Lolita (1997)

Adrian Lynes Romanadaption „Lolita“ ist einer meiner Lieblings-Hassfilme. Nun, nach wiederholtem Anschauen wage ich mich endlich an ein Review, welches hoffentlich meine ambivalenten Gedanken gegenüber dieses umstrittenen Machwerks auf den Punkt bringt. Zunächst einmal ist Vladimir Nabokovs Romanvorlage aus dem Jahre 1955 nicht nur eins meiner persönlichen All-Time-Favorites, welche ich als einziges Buch überhaupt bereits in zwei Sprachen gelesen habe, sie gilt auch als eines der bedeutendsten Werke der europäischen Literaturgeschichte der Nachkriegszeit. Der Roman sprüht vor galligem Humor und beschreibt die pervertierten Ansichten eines intellektuellen Monsters in faszinierender, hochgradig unterhaltsamer Sprache, voller herrlicher Neologismen. Man sympathisiert mit dem Mann mit dem Pseudonym Humbert Humbert, ist amüsiert von seinen zynischen Personenbeschreibungen und verfällt seiner selbstironischen Ausführung seiner eigentlich unbeschreiblichen Obsession gegenüber der erst 12-jährigen Dolores, von ihm auch liebevoll, sofern dieser Begriff bei einem Menschen wie Humbert überhaupt Anwendung finden kann, Lolita genannt. Lolita selbst erlebt der Leser als frühreife und teilweise laszive, sich durchaus ihrer Reize bewusste Kindfrau, jedoch keinesfalls als aktive Verführerin des 30 Jahre älteren Humbert, auch wenn sie den ersten sexuellen Kontakt initiert. Dolores tritt viel mehr als Opfer eines perfiden, schier unmenschlichen Vorgehens eines von der Obsession Getriebenen in Erscheinung, welcher sie seiner grenzenlosen Abhängigkeit von ihr zum Trotz fast kontinuierlich als sein „Haustier“ oder „Sklave“ beschreibt. „Lolita“ ist ein faszinierendes, vor Ambivalenzen geradezu zerberstendes Psychogramm und zudem ein pointiertes Sittenbild des Amerika der 1940er-Jahre. Was Nabokovs „Lolita“ jedoch sicherlich nicht darstellt, ist ein erotischer Roman. Jegliche zwischen Humbert und Lolita stattfindende sexuelle Interaktion -der Begriff der Erotik ist hier wohl zu vermeiden- wird lediglich angedeutet und stets durch Humberts zynischen, unterhaltsam-abstoßenden Blick beschrieben. Eben jene Sichtweise ist es, die „Lolita“ zu einem als unverfilmbar geltenden Roman machten.
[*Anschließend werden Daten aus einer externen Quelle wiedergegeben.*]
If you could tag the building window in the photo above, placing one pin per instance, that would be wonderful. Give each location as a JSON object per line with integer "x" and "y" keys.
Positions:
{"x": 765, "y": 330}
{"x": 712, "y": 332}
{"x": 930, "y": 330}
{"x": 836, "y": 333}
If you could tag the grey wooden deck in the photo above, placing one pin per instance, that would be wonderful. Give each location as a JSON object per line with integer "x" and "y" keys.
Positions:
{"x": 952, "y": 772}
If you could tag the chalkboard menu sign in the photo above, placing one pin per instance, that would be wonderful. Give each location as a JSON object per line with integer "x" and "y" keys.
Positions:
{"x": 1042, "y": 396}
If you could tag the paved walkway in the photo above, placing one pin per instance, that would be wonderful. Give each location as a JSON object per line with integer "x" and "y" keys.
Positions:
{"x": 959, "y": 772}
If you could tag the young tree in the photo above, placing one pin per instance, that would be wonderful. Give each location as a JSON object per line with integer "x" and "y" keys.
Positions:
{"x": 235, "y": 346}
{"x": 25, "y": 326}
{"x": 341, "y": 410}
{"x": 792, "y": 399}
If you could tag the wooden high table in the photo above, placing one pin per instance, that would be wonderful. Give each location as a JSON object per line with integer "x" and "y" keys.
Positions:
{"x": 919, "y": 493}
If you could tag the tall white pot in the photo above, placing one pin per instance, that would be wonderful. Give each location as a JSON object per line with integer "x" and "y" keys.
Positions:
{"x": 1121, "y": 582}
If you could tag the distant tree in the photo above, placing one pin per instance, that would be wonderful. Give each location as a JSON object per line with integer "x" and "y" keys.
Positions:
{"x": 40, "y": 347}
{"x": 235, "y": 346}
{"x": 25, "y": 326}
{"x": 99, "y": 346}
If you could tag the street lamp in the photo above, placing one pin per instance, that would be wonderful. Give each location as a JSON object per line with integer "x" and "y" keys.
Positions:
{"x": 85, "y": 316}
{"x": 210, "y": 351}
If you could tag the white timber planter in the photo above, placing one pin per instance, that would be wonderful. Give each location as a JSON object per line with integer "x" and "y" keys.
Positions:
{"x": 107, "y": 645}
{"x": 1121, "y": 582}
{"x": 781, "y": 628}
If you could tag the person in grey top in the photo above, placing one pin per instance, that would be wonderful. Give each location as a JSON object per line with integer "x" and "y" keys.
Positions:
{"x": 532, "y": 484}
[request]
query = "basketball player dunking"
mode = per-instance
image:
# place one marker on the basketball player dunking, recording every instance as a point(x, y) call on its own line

1962 gelang es Stanley Kubrick, einen Teil des schwarzen Humors der Vorlage auf Zelluloid herüberzuretten und wurde Nabokovs Roman insofern gerecht, als jegliche Erotik ausblieb. Eine werkgetreue Adaption ist Kubricks „Lolita“ jedoch mit Nichten: James Mason ist als Humbert Humbert viel zu smart, charmant und nahezu väterlich gegenüber der viel zu brav wirkenden Shelley Winters, große Teile der Handlung wurden zudem verändert oder schlicht herausgelassen. Dies ist selbstverständlich auch den Ausläufen der prüden 1950er-Jahre zu verdanken, in welchen eine adäquatere Darstellung der Beziehung zwischen Humbert und Lolita schlicht nicht denkbar gewesen wäre. Als eigenständiges Werk ist Kubricks Variante des Stoffes sehenswert, als Romanverfilmung eher gescheitert als gelungen.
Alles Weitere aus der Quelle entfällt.